L’obiettivo dell’opera è quello di indagare il problema della libertà nel confronto tra Niccolò Machiavelli (1469-1527), massima espressione del realismo, e l’anarchismo, massima espressione dell’utopia. Se la concezione del pensatore fiorentino, lungi dall’abbracciare caratteri ideologici e velleità di trasformazione del mondo, riflette un essere, l’anarchismo, invece, realizzandosi storicamente in un’ideologia diretta al rovesciamento rivoluzionario, incarna un dover essere destinato a subire dei cambiamenti – che investono, tuttavia, la sua strumentazione logico-concettuale, ma non i suoi obiettivi fondamentali. Come Berti subito precisa, le due concezioni prese in esame non incontrano alcuna possibilità di mediazione, neppure sul terreno di studio della libertà. In effetti, se per Machiavelli quest’ultima è inestricabilmente legata all’esistenza del potere, per l’anarchismo è connessa, al contrario, alla sua abolizione.

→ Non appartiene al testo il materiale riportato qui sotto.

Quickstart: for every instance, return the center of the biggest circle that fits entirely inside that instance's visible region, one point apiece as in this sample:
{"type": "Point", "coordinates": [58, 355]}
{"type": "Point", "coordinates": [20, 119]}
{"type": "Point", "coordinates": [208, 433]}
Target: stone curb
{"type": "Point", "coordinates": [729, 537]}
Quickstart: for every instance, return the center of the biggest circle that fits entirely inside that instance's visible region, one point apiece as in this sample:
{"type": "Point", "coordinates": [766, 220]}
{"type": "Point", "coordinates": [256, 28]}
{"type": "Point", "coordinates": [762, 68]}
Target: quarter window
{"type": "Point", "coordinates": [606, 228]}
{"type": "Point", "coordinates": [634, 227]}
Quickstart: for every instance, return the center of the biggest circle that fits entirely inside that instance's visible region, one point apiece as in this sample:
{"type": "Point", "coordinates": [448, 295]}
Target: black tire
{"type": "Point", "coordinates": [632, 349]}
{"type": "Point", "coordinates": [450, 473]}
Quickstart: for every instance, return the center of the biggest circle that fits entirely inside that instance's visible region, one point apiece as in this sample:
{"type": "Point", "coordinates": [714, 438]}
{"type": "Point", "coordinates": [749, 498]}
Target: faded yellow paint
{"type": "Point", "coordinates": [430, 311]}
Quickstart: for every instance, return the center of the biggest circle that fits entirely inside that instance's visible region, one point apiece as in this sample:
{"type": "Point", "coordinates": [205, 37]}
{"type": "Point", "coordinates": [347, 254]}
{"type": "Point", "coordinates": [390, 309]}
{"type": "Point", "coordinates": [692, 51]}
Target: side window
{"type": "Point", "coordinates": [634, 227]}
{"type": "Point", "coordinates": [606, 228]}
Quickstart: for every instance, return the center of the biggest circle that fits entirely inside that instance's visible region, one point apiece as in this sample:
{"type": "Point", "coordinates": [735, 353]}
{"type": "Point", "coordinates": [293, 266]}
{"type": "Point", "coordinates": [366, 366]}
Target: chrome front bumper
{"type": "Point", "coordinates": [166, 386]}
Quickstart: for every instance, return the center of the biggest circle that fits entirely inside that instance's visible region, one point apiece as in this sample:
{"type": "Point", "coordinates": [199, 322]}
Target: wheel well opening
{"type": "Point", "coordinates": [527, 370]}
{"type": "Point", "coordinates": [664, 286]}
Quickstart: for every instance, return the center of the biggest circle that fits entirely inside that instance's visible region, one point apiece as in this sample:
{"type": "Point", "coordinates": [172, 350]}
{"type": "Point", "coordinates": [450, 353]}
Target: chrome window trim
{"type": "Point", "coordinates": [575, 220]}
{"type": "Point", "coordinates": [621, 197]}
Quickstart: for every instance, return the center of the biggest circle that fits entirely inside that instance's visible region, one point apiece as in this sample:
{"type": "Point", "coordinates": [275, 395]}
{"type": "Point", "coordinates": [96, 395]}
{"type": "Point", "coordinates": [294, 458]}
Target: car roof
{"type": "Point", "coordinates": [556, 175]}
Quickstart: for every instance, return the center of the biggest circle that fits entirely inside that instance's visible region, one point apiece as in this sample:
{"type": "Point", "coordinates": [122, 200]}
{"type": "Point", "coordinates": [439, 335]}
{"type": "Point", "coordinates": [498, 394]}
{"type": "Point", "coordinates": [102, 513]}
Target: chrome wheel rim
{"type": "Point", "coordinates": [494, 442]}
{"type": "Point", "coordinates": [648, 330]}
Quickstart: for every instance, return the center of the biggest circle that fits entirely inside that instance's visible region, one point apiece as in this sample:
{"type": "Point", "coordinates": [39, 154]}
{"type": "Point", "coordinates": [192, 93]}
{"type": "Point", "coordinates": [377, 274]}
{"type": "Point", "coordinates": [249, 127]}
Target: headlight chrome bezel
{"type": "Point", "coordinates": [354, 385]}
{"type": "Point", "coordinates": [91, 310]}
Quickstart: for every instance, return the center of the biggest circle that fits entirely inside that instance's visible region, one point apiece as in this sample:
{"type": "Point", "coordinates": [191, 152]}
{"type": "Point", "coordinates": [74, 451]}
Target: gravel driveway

Proprio in virtù di queste differenze, tuttavia, le due concezioni possono fungere da specchi critici l’una per l’altra, rivelando, in definitiva, la presenza di un radicato legame ontologico, che si sostanzia, in primis, nell’idea secondo cui il potere, articolazione effettiva della politica, incarni «il metro universale di spiegazione dell’azione umana nella storia» (p. 6). Secondo Berti, in particolare, un autentico abisso si frappone tra questa idea e qualsiasi altra visione del mondo: in effetti, è la lotta per il potere, nella dialettica tra essere e dover essere, a imprimere senso e direzione alla storia, per quanto ogni altro genere di motivazione – economica, sociale, militare, etnica, religiosa, ideologica, etica, estetica, amorosa – possa senz’altro costituirne il motore.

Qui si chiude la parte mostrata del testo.